夏はボサノバ・ジャズ・その18 『George Shearing Bossa Nova』
京都の大文字の送り火が終わり、お盆を過ぎて、少しずつ日が短くなっているのを感じ、そして、真夏に無い、朝夕の吹き抜ける風を感じると、「ああ、もう今年も夏は終わりやなあ」としみじみしてしまう。一昨日くらいから、朝夕、少し風が吹き抜けるようになって、ゆく夏を送るという感じになってきた。
晩夏の季節も、やはり「夏はボサノバ」である。ボサノバのノンビリ、ホンワカ爽やかな雰囲気は、晩夏のちょっと物寂しい季節にもピッタリとフィットする。
米国のウエスト・コースト系クール・ジャズを代表する盲目のピアニスト、ジョージ・シアリング。「ラウンジ・ピアノ」とも形容される、彼の小気味よいタッチと流れるようなフレーズが、意外と僕は好きだ。まあ、日本ではあまり評価されていないというか、話題に上らないというか、どうしても日本では、ウエスト・コースト系のジャズメンは分が悪い。
シアリングは、作曲家としても優れていて、大スタンダードな「バードランドの子守歌」を始め、「コンセプション」など有名曲をつくっています。2011年2月に惜しくも鬼籍に入ってしまいました。享年91歳。
さて、そんなジョージ・シアリングがボサノバ・ジャズに手を染めたアルバムがあります。タイトルが『George Shearing Bossa Nova』(写真左)。CAPITOLレコードからのリリース。1963年の作になります。1963年と言えば、ボサノバ・ジャズのブーム、真っ只中。クール・ジャズを代表するピアニスト、ジョージ・シアリングまでもが、ボサノバ・ジャズに手を染めさせた訳です。
ジョージ・シアリングの洒落たボサ・ノヴァ・アルバム。アレンジはクレア・フィッシャー。「ラウンジ・ピアノ」の代表格、ジョージ・シアリングのピアノがボサノバ・ジャズに良く似合う。

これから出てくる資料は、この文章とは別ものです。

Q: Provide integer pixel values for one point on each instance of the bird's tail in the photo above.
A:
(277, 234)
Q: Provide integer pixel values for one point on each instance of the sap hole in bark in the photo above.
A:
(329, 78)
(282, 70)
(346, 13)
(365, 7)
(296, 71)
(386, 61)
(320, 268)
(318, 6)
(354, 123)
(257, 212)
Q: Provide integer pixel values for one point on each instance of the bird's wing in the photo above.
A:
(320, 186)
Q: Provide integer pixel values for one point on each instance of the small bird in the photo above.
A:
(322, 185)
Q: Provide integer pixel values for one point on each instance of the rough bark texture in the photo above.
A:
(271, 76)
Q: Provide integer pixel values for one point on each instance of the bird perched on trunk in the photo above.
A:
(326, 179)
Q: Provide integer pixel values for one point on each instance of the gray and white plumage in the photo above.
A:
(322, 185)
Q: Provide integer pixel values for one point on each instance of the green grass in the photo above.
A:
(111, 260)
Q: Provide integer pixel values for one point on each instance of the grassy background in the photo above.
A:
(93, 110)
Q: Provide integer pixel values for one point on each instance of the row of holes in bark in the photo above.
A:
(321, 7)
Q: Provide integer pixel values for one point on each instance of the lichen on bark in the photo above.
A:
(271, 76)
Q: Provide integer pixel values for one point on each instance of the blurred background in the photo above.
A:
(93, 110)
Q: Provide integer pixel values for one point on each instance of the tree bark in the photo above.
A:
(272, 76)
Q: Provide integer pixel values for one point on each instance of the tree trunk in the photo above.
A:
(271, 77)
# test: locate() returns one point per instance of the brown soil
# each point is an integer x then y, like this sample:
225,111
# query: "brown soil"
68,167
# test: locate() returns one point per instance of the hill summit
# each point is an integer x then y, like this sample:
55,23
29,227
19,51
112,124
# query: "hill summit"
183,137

ボサノバ独特のフレーズが、ストリングスをバックに、クッキリと浮かび上がる。
一聴しただけでは、ストリングスのアレンジが、とてもポップで、少しばかり甘ったるくて、イージー・リスニングの様な風情に、ちょっと戸惑うが、主役のジョージ・シアリングのピアノが、イージー・リスニングなバックに流されること無く、しっかりとジャジーなので、このボサノバ・ジャズ盤は、ギリギリではあるが、ジャズのアルバムとして成立している。
収録された曲は、どの曲も魅力的なものばかり。お馴染み「 One Note Samba (Samba De Una Nota So)」や「Desafinado」「Samba Da Borboleta (Butterfly Samba)」「Manha De Carnaval (Morning of the Carnival)」など、ボサノバの定番曲から、ボサノバなアレンジがぴったりとフィットするスタンダード「On Green Dolphin Street」など、ソフィスティケイトされたアレンジが素敵な演奏がギッシリと詰まっています。
イージーリスニングな演奏の中に佇む、ジョージ・シアリングの、ポップではあるが、しっかりとジャジーなピアノ。とてもポップで、少しばかり甘ったるいアレンジのお陰で、もはやこの演奏はボサノバとしては成立しないけど、ライトなボサノバ・ジャズとしては、なかなかの内容ではないかと思います。
ちょっと甘いけど、ジョージ・シアリングの「ラウンジ・ピアノ」を愛でるにピッタリな「ボサノバ企画盤」だと思います。